The objectives of this paper were: (1) the distribution and variation of soil salinity using six years of MDI; (2) the effects of long-term MDI on ions composition, sodium adsorption ratio (SAR) and Cl⁻ and SO₄²⁻ equivalence ratio (CSER); and (3) changes of cotton survival rate and yield when consecutively applying MDI.

2. Materials and Methods

2.1. Experimental Design

The research area is a typical oasis saline-alkali area, locating at Paotai Town, Shihezi City, in the Xiayedi Irrigation District of the Manas River Basin (Figure 1a–c). The region has a typical arid continental climate, with an average annual rainfall of 215 mm. Annual rainfalls from 2014 to 2019 were 131.7, 151.4, 168.3, 219.6, 204.6 and 225.7 mm, respectively. The rainwater salinity in 2014 was 0.13 g L⁻¹. A piece of strip field was selected as the research object, covering an area of 4.67 ha (Figure 1d), which was a primary saline-alkali wasteland before reclamation. MDI has been used to grow cotton in this area since 2014. One plastic sheet along with two drip irrigation laterals for every six rows of cotton was applied as planting pattern. The paired rows of cottons were 110 mm apart from each other while it was 660 mm between unpaired rows and 600 mm between plastic sheets (Figure 2). In order to be close to the actual production, the experiment took the farmers’ high-yield experience as the basis for determining the irrigation amount. The irrigation periods mainly depend on the water consumption law of cotton; at the same time, the rotation of irrigation in the irrigation area should be considered. The irrigation schedule from 2014 to 2019 is shown in Table 1. Irrigation water was imported from the Manas River, and the average salinity during the 2014–2019 irrigation season were 0.73, 0.65, 0.77, 0.75, 0.75 and 0.72 g L⁻¹, respectively. The cotton field was managed with integration of water and fertilizer technology, and the average annual N and K application rates were 486 kg ha⁻¹ and 203 kg ha⁻¹, respectively.

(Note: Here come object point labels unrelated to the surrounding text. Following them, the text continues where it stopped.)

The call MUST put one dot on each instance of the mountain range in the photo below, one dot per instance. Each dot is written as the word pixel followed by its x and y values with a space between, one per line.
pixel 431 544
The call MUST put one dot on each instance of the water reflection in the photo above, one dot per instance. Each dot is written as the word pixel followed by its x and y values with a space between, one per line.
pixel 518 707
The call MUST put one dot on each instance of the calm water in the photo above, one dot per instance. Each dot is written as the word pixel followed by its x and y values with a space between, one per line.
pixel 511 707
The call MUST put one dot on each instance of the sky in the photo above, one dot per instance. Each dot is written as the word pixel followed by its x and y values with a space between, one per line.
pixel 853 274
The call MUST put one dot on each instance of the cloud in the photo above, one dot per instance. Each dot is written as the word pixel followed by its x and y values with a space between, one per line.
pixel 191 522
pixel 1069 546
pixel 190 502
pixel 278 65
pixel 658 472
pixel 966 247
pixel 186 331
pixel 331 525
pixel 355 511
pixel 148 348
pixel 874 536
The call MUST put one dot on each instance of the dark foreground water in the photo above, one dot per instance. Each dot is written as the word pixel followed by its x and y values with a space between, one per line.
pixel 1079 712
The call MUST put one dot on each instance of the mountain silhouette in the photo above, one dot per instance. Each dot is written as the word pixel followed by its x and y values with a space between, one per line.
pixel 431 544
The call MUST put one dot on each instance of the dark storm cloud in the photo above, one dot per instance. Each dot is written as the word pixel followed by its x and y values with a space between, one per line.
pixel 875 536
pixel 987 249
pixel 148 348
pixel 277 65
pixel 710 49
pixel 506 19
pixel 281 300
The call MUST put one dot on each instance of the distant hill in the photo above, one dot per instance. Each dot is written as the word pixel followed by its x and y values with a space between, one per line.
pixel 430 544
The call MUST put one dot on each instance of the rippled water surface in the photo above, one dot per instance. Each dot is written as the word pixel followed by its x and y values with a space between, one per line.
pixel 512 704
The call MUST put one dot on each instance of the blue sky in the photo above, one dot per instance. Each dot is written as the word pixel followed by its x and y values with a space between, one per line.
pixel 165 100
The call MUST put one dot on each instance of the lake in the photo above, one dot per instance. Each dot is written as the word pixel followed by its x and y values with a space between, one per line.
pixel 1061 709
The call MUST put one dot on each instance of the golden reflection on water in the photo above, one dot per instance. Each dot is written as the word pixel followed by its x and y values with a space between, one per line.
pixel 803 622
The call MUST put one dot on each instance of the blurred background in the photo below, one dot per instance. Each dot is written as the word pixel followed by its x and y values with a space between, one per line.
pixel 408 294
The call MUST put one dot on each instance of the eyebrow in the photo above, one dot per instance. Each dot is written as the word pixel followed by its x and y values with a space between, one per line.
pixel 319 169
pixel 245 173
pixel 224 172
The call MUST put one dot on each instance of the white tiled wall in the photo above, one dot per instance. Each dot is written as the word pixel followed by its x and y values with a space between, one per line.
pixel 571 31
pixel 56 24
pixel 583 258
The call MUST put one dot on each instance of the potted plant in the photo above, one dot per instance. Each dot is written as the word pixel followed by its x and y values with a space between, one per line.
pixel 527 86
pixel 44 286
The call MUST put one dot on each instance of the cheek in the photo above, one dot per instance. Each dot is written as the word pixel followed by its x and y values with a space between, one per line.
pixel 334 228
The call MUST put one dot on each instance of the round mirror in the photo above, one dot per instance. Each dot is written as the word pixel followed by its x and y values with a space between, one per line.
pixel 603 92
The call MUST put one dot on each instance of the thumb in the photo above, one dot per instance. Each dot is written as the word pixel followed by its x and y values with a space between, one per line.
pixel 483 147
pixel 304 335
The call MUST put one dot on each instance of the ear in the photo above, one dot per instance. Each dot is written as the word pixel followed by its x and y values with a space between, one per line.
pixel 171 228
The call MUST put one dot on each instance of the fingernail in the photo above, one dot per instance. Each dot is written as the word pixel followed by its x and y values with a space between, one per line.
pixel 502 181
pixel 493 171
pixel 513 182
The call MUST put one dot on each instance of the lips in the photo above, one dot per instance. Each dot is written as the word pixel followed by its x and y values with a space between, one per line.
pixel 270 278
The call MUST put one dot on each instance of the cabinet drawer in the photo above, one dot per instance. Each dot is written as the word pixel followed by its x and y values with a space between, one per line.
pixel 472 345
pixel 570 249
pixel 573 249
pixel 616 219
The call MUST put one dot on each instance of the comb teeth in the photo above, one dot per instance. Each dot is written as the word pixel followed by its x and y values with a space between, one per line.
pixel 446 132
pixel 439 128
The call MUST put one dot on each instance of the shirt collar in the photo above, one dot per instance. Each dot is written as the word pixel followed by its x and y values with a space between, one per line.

The texture and chemical properties of soil in the field were analyzed since April 2014. The distribution of soil particles in each layer was measured by the hydrometer and the soil texture was classified according to the results of literature [11]. The bulk density of the soil was tested by the cutting-ring method. The basic physical properties of the top 100 cm of soil are listed in Table 2. Soil texture was relatively uniform in the cultivated layer. The average salt content within the 0–100 cm soil layer was 24.84 g kg⁻¹, so we categorized it as the saline soil [12]. The average contents of Na⁺, Cl⁻, Ca²⁺, Mg²⁺, and SO₄²⁻ were 9.39 g kg⁻¹, 0.49 g kg⁻¹, 1.82 g kg⁻¹, 1.22 g kg⁻¹, and 0.78 g kg⁻¹, respectively. The Cl⁻:SO₄²⁻ equivalence ratio was 0.87, and the saline-alkaline soil in this cotton field was in detail classified as the chloride-sulfate saline soil [12].

Spot-sampling at a fixed time were conducted from 2014 to 2019 and each annual sampling campaign was arranged. In order to accurately determine the variations in soil salinity during the growth period of cotton using MDI, samples were collected in the middle of each month from April to October each year. Irrigation was stopped two days before sampling, and the sampling time was required that there was no rain during the previous 4–5 days.

2.2. Experimental Methods

2.2.1. Sampling Processes and Methods

The three sampling zones in the cotton field were located at ¼, ½, and ¾ of the diagonal distance from the northeast corner to the southwest corner of the field (Figure 1d). All sampling zones were marked after the first sampling to ensure consistency. Three sampling points were chosen in each sampling zone: one was located under the drip irrigation tape, and one was in the middle of the narrow rows, and the other was between the mulching films (Figure 2). Sampling with a soil drill may have a certain error in depth. Soil samples were collected at 0–3, 20 ± 3, 40 ± 3, 60 ± 3, 80 ± 3, 100 ± 3, 120 ± 3 and 140 ± 3 cm.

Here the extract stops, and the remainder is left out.